Comment définir l’animal ?
Comme le constate Patrice rouget, « la définition d’animal ne se fonde pas sur un quelconque point commun constitutif d’une catégorie, aussi vague qu’on voudra. Elle ne se construit que par déterminations négatives. Est animal ce qui n’est ni végétal ni homme ». C’est dire combien aux yeux de la biologie la distinction ne tient pas.

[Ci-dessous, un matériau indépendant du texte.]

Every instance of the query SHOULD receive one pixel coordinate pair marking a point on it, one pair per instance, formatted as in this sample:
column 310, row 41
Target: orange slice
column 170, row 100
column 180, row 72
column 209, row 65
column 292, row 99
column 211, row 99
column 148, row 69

À cela, des esprits soucieux de fonder la différence métaphysique entre homme et l’animal rétorquent que l’histoire de l’évolution enseigne que, dans la série animale, Homo sapiens en est venu à se détacher d’un mode de vie que semblent en revanche continuer de partager les autres représentants de cette série.
Cette vision ne vaut pourtant qu’à la condition de faire fi des données issues de l’observation fine du comportement des animaux, car celle-ci aboutissent au constat qu’ils ont une culture, une vie relationnelle où sévit la dimension symbolique pour ne s’en tenir qu’à quelques aspects pour le moment. L’éthologie, contribue à définir l’animal comme un sujet.

Coupure et asservissement

À considérer les choses de près, aucun élément solide n’offre l’assise d’une coupure absolue entre l’animal et l’homme. Il existe une multitude d’espèces animales, dont le seul lien et finalement, par un violent décret de ne pas appartenir à l’espèce humaine ; bref, cette coupure est d’ordre métaphysique, et pour cela paradoxalement plus forte. Telle une croyance, aucune objection ne peut lui porter atteinte.
Cette coupure est tautologique ; l’animal est un animal parce que l’homme en a décidé ainsi.

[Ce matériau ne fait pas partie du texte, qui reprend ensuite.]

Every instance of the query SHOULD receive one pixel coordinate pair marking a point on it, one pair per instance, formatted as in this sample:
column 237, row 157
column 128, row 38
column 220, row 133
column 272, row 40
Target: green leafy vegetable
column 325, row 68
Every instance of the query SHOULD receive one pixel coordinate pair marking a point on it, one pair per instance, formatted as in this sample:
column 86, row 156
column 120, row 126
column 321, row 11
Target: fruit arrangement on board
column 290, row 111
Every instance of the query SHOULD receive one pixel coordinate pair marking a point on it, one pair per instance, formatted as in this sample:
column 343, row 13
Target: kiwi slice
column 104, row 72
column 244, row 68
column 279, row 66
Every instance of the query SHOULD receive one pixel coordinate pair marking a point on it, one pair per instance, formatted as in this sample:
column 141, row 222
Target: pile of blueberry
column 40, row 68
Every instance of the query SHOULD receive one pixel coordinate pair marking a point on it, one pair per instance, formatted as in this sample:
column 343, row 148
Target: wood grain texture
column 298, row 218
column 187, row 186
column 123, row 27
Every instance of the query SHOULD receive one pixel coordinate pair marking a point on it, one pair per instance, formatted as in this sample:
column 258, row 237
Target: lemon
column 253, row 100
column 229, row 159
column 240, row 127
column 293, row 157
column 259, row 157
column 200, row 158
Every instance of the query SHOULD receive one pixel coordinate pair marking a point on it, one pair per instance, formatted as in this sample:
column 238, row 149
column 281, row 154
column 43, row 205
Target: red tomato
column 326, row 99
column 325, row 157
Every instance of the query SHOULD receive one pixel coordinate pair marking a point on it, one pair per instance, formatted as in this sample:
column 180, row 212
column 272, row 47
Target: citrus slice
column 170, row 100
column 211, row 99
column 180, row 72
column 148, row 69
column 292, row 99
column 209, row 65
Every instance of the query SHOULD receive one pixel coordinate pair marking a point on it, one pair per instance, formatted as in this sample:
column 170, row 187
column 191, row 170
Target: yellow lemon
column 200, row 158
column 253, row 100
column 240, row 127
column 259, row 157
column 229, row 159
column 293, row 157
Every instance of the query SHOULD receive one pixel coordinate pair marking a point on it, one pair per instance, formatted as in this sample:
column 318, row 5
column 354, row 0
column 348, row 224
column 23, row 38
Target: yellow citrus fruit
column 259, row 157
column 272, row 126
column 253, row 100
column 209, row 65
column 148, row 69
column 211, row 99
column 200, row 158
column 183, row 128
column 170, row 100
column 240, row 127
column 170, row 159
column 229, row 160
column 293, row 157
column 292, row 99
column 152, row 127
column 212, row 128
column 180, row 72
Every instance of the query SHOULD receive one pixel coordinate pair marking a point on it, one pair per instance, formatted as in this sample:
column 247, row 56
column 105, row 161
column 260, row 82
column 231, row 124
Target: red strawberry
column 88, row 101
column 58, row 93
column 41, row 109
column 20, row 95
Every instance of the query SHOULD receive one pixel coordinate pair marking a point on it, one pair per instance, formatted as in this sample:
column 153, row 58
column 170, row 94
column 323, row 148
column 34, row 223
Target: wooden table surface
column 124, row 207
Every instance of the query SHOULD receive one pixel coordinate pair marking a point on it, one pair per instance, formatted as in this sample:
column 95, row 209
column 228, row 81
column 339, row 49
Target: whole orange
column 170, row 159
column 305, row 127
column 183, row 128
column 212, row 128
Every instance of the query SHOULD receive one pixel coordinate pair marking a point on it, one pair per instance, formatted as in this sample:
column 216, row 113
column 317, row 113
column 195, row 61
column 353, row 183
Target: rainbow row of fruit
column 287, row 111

On ne serait mieux que par ces lignes de Kant illustrer le moment conceptuel où une décision, anthropocentrique, se confond avec une définition :
« Le quatrième et dernier progrès que fit la raison, achevant d’élever l’homme tout à fait au-dessus de la société animal, ce fut qu’il compris (obscurément encore) qu’il était proprement la fin de la nature et que rien de ce qui vit sur terre ne pouvait lui disputer ce droit. La première fois qu’il dit au mouton : « La peau que tu portes ce n’est pas pour toi, mais pour moi que la nature ne te la donnée », qu’il la lui retira à et s’en revêtit (Gen. III, 21) il découvrit un privilège qu’il avait, en raison de sa nature, sur tous les animaux. Et il cessa désormais de les considérer comme ses compagnons dans la création, pour les regarder comme des moyens et des instruments mis à la disposition de sa volonté en vue d’atteindre les desseins qu’il se propose. »

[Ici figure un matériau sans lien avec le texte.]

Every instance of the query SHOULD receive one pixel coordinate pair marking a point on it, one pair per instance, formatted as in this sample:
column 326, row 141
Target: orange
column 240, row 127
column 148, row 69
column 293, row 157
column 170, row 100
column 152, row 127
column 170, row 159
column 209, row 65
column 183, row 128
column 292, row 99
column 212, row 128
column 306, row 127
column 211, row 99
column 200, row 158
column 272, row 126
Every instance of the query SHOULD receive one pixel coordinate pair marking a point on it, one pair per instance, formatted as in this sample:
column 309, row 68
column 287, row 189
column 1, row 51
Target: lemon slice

La philosophie occidentale contre les animaux

L’histoire de la philosophie, occidentale en tout cas, a fait du « propre de l’homme » sa grande affaire. La philosophie a élaboré une définition privative de l’animal qu’il est aisé de résumer : l’animal est privé de tout ce que l’homme est doté. Dote-t-on ce dernier d’une quelconque qualité ou du moindre attribut que ceux-ci sont aussitôt retiré à « l’animal ».
Il nous faut donc prêter l’oreille au discours philosophique dominant : il fonde une division sur laquelle le droit positif s’est édifié, plaçant les personnes (humaines), qui s’appartiennent et sont donc indisponibles, d’un côté, et les choses disponibles et donc appropriables, parmi lesquelles les animaux sont étonnamment inclus de l’autre. Inclus, de l’autre.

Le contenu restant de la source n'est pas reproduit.